PyCon 2016 in Portland, Or
hills next to breadcrumb illustration

Tuesday 2:35 p.m.–3:05 p.m.

When is it good to be bad? Web scraping and data analysis of NHL penalties

Wendy Grus

Audience level:


On Jan. 20, Philadelphia Flyers forward Zac Rinaldo was ejected from a game after boarding Penguins defenseman Kris Letang. The Flyers came back to win. After the game, Rinaldo said he "changed the game" (for which he was suspended 8 games). Using Python for webscraping and data analysis, I explore data from 10 NHL seasons to investigate how hockey penalties affect the outcome of the game.

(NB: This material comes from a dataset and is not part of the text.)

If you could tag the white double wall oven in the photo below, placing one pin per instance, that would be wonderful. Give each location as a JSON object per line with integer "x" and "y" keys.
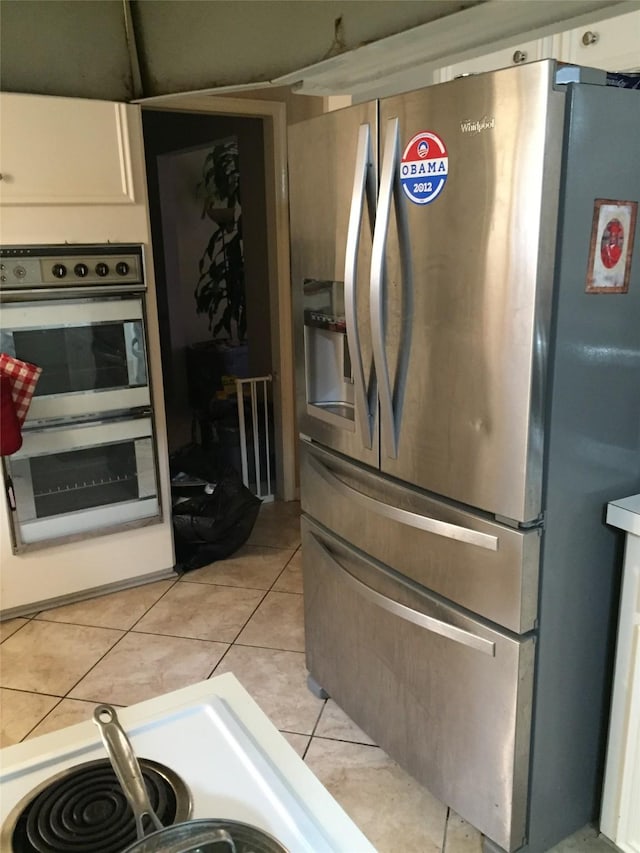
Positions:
{"x": 88, "y": 462}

In hockey, most penalties cause your team to have to play down a player, giving a decisive advantage to your opponents. Here I explore whether there is ever a case when penalties are an advantage. (Unfortunately, I won't be talking about hockey fights, as those usually result in a player lost for both teams - you can't fight yourself!) This talk will focus primarily on the process of getting the penalty, player, team, and game data and less on data analysis. At the end, I will describe regression models that describe how getting a penalty affects the outcome of the game for your team, ie "When is it good to be bad?" I explored NHL penalty data from the past 8 complete seasons. I built parsers to get the same team, player, and penalty information from each game from the play-by-play recaps. I also got player stats from the same seasons so that player strength could be included in the models. I will discuss some examples of data joining and data cleaning. For the models, I will look at three outcomes: (1) positive change, where the state of the game for the team who got the penalty improves, (2) next goal, where the team who got the penalty scores the next goal, and (3) score differential, the change in score differential from the time of the penalty to the end of regulation.